Die Verabschiedung von RA 8042 ebnete den Weg für die Etablierung anderer öffentlicher Institutionen, die Dienstleistungen zur Reintegration von philippinischen Arbeitsmigranten zur Verfügung stellen. 1995 wurde ein Amt zur juristischen Unterstützung von Arbeitsmigranten (Office for the Legal Assistace for Migrant Workers Affairs) im Außenministerium eingerichtet, das später in Amt des Staatssekretärs für Angelegenheiten von Arbeitsmigranten (Office of the Undersecretary for Migrant Workers Affairs) umbenannt wurde und in dessen Aufgabenbereich sowohl der Rechtsbeistand als auch die Koordination aller juristischen Unterstützungsangebote für in Not geratene Filipinos in Übersee fällt. Angegliedert an die philippinischen Konsulate im Ausland agieren Arbeitsämter (Overseas Labor Offices) als erweiterte Arme des Arbeitsministeriums, um arbeitsmigrationsbezogene Programme durchzusetzen und zu verwalten. 2007 wurde das Nationale Reintergrationszentrum für überseeische philippinische Arbeitskräfte (National Reintegration Center for Overseas Filipino Workers) eingerichtet, das Angebote zur Unterstützung der Reintegration von zurückkehrenden Arbeitsmigranten und ihren Familien zur Verfügung stellt.

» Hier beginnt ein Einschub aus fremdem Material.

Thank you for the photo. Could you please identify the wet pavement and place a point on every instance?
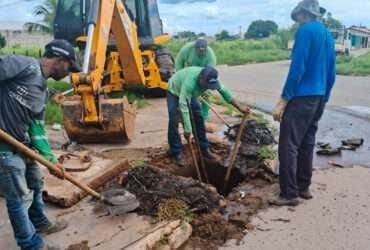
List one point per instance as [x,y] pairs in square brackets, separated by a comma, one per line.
[337,124]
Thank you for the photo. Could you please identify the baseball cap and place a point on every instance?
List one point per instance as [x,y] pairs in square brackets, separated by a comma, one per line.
[211,76]
[201,44]
[63,48]
[311,6]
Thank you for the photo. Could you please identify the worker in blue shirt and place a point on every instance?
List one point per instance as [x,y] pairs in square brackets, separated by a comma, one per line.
[306,91]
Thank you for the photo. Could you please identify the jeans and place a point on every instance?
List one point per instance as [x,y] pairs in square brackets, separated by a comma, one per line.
[174,115]
[21,183]
[297,142]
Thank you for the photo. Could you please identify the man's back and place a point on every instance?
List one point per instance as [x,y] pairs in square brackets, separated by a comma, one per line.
[23,94]
[188,57]
[312,70]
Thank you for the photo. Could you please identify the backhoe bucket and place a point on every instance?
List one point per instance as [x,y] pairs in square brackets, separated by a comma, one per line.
[117,126]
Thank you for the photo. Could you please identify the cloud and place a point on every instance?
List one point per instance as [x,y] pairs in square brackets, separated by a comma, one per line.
[211,16]
[184,1]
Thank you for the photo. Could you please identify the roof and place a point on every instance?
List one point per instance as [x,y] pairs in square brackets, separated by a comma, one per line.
[360,30]
[11,25]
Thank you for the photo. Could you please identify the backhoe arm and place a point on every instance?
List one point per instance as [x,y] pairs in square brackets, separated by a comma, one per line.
[106,17]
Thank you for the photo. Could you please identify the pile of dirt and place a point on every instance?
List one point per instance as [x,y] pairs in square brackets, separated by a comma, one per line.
[152,186]
[84,245]
[256,136]
[214,230]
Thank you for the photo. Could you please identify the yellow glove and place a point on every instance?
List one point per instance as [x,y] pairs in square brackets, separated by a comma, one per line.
[279,110]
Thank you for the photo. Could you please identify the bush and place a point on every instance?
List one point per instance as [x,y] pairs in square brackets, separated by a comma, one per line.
[356,66]
[242,51]
[25,51]
[2,41]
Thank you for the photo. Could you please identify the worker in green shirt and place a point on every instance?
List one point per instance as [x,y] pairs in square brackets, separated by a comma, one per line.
[185,87]
[197,53]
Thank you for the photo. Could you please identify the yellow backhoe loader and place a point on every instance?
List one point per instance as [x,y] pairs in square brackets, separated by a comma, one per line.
[120,41]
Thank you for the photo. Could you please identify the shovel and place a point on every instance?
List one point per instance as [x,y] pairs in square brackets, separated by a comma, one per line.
[111,201]
[214,111]
[235,151]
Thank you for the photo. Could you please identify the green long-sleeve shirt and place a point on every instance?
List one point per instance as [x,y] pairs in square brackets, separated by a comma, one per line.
[39,140]
[188,57]
[185,85]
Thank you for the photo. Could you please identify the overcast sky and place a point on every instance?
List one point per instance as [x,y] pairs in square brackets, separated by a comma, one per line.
[211,16]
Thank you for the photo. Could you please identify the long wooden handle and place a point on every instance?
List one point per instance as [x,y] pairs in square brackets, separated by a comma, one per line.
[195,161]
[214,111]
[235,151]
[31,154]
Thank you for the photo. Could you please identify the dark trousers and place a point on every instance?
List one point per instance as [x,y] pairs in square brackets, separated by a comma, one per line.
[174,116]
[296,144]
[21,183]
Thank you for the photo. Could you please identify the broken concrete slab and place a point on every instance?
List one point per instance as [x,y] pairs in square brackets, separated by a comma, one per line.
[65,194]
[168,235]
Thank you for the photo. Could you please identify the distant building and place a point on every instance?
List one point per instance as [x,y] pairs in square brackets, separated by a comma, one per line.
[348,39]
[359,37]
[16,35]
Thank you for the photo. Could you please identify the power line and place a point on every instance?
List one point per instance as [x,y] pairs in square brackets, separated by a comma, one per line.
[14,3]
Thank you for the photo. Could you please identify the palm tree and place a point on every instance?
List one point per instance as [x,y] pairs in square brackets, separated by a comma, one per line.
[46,11]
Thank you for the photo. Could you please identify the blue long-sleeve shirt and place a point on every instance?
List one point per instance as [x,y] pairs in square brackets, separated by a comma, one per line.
[312,71]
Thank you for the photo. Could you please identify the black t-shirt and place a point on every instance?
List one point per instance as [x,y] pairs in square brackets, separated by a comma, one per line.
[23,94]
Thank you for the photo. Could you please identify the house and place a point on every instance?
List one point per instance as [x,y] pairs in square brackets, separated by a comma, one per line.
[359,37]
[16,35]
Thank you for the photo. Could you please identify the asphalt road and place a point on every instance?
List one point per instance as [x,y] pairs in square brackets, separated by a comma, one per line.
[263,83]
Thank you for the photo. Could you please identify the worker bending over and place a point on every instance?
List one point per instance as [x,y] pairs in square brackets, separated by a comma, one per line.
[197,53]
[23,97]
[184,88]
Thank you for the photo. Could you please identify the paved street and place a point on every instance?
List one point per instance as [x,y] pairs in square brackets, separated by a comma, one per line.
[263,83]
[339,212]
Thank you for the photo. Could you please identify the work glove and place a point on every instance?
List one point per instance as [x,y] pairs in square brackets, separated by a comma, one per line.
[59,175]
[187,136]
[246,110]
[279,110]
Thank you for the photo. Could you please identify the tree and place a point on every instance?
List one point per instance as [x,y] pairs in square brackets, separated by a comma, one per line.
[47,12]
[261,29]
[187,35]
[202,34]
[223,35]
[332,23]
[2,41]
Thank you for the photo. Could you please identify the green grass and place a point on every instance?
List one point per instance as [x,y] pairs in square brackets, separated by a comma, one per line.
[240,52]
[266,153]
[355,66]
[26,51]
[54,113]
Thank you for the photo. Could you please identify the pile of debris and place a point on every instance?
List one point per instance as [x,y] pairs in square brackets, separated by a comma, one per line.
[153,186]
[166,195]
[257,135]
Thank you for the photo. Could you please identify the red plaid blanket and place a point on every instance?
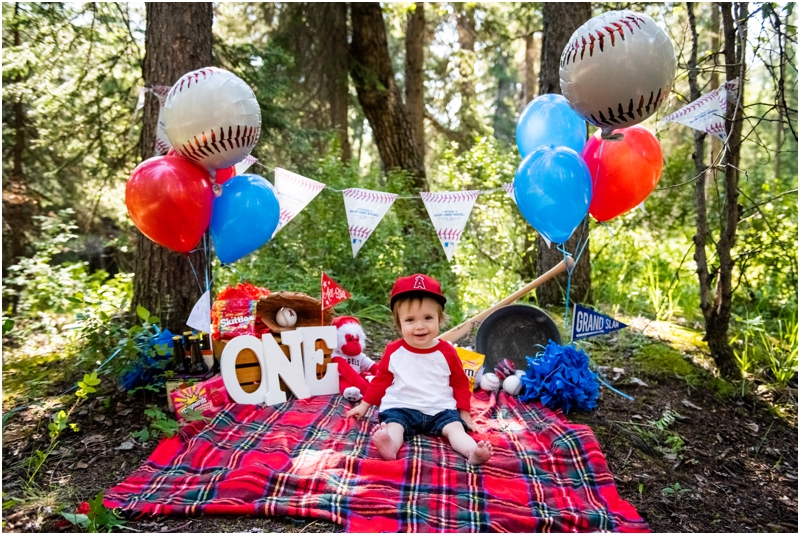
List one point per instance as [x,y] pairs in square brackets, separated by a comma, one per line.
[303,458]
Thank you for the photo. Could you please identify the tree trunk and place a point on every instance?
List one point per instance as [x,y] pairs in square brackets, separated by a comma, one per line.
[337,81]
[415,77]
[560,20]
[717,308]
[18,207]
[716,143]
[531,52]
[177,40]
[470,124]
[379,96]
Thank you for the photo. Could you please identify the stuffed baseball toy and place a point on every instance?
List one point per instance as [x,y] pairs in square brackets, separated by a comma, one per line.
[355,368]
[286,317]
[617,69]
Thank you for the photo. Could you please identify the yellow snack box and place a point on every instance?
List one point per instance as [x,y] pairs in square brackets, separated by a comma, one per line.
[471,362]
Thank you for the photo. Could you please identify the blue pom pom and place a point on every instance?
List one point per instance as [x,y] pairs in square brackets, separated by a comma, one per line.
[560,378]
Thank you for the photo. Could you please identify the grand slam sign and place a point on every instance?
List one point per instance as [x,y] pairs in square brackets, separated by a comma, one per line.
[586,323]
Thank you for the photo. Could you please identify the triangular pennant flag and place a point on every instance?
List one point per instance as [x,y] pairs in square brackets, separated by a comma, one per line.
[707,113]
[587,323]
[365,209]
[449,212]
[244,165]
[294,193]
[509,187]
[200,318]
[331,292]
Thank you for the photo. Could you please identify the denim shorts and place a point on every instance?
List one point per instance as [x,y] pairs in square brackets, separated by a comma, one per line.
[414,422]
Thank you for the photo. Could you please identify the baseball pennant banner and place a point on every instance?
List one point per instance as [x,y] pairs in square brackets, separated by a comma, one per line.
[365,209]
[707,113]
[449,212]
[294,193]
[587,323]
[331,292]
[200,317]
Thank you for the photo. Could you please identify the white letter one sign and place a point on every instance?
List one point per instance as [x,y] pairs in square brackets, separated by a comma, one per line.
[299,371]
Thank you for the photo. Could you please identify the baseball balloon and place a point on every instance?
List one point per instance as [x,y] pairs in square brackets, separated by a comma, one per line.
[617,69]
[490,382]
[212,118]
[286,317]
[512,385]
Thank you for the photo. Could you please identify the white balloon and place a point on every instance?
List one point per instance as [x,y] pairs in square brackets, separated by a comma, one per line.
[212,118]
[617,69]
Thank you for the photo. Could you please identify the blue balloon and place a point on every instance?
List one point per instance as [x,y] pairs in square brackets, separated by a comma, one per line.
[553,189]
[549,120]
[244,217]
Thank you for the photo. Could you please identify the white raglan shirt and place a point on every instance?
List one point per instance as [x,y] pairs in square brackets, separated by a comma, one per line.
[426,380]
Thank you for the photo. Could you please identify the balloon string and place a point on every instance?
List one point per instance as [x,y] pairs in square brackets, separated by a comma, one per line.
[195,274]
[230,266]
[208,260]
[613,389]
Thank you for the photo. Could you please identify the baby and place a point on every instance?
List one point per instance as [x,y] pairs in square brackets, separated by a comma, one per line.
[420,385]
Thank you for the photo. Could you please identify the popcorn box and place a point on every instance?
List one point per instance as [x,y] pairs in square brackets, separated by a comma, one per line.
[472,362]
[206,398]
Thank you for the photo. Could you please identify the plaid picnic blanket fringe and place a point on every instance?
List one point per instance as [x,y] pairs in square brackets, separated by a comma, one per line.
[303,458]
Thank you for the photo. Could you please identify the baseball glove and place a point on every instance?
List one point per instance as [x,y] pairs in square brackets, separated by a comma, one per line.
[306,307]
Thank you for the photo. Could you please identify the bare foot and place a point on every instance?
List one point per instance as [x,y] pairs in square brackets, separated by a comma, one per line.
[483,452]
[384,442]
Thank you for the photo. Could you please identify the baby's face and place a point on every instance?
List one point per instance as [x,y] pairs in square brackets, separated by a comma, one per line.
[419,322]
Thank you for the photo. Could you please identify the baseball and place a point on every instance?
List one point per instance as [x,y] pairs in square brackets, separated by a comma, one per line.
[490,382]
[286,317]
[212,118]
[512,385]
[617,69]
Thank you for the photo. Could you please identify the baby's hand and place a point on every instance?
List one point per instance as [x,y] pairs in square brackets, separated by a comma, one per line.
[358,411]
[468,420]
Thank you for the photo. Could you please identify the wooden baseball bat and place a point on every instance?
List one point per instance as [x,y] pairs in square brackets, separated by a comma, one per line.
[463,329]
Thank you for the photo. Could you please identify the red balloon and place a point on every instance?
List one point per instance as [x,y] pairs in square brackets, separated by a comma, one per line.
[170,200]
[225,174]
[624,172]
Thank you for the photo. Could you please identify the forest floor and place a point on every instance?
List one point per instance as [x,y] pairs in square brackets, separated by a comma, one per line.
[692,453]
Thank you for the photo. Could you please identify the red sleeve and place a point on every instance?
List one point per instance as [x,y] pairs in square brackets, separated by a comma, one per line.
[458,379]
[383,378]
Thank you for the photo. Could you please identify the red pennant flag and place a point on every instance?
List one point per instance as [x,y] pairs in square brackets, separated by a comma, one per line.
[331,292]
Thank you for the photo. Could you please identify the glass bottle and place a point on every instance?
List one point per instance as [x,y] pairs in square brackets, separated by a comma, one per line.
[198,364]
[179,355]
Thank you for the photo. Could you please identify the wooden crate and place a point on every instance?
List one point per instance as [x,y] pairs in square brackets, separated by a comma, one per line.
[248,370]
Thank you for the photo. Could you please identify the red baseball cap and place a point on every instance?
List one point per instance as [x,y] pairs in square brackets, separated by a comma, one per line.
[417,283]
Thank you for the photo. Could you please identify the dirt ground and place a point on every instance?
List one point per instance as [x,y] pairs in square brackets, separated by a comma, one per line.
[733,467]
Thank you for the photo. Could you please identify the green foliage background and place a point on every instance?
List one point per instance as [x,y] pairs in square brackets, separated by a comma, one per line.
[76,69]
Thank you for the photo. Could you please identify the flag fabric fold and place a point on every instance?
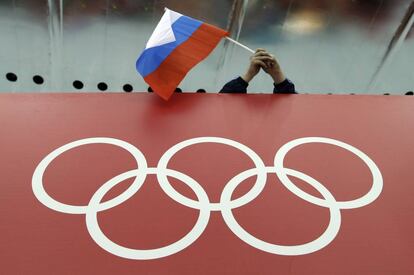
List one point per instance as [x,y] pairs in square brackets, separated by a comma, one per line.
[177,44]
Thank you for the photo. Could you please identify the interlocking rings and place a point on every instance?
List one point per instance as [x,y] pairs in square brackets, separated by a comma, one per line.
[203,204]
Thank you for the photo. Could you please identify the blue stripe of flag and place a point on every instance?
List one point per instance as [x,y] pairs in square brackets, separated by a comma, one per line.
[152,58]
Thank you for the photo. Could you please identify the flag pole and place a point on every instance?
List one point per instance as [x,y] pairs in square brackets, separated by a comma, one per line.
[239,44]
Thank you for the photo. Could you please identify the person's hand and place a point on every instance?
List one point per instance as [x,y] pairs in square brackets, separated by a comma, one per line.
[260,59]
[273,69]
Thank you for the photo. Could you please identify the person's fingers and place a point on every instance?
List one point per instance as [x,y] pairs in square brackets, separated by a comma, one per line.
[260,63]
[263,54]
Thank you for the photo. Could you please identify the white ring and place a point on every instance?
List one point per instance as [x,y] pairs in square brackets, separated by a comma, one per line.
[41,194]
[246,198]
[374,192]
[292,250]
[148,254]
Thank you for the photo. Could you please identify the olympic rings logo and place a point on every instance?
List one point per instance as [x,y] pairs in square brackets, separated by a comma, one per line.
[203,204]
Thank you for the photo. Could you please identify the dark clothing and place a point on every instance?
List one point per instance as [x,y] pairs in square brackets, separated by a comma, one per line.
[239,86]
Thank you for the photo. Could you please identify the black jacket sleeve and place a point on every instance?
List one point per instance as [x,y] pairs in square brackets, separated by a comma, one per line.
[239,86]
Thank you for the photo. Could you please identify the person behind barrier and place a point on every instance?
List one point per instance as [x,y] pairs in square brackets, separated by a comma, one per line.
[261,60]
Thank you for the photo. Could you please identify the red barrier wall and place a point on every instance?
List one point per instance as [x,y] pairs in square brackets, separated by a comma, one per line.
[356,151]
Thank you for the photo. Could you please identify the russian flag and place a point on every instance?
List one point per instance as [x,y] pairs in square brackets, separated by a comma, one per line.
[178,44]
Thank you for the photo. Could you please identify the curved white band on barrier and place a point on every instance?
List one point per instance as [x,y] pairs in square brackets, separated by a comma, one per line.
[203,204]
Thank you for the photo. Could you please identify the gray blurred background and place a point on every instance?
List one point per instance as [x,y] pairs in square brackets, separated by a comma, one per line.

Darüber hinaus haben die Philippinen bilaterale und multilaterale Abkommen über Arbeitsmigranten als Ergänzung zu unilateralen Strategien zum Management internationaler Arbeitsmigration abgeschlossen. Zwischen 1968 und 2011 hat die Regierung 37 bilaterale Arbeitsabkommen mit insgesamt 21 Ländern ratifiziert. Die Philippinen sind ebenfalls Unterzeichner von wichtigen internationalen Abkommen zum Wohl von Arbeitsmigranten und ihren Familien, darunter beispielsweise die UN Konvention zum Schutz der Rechte aller Wanderarbeitnehmer und ihrer Familienangehörigen und die Konventionen Nr. 97 (Migration for Employment), Nr. 143 (Migrant Workers) und Nr. 189 (Domestic Workers) der Internationalen Arbeitsorganisation (ILO). Diese Abkommen haben vermutlich aber nur geringe positive Auswirkungen für die Sicherheit der Arbeitskräfte, da viele Zielländer temporärer philippinischer Arbeitsmigranten sie nicht unterzeichnet haben.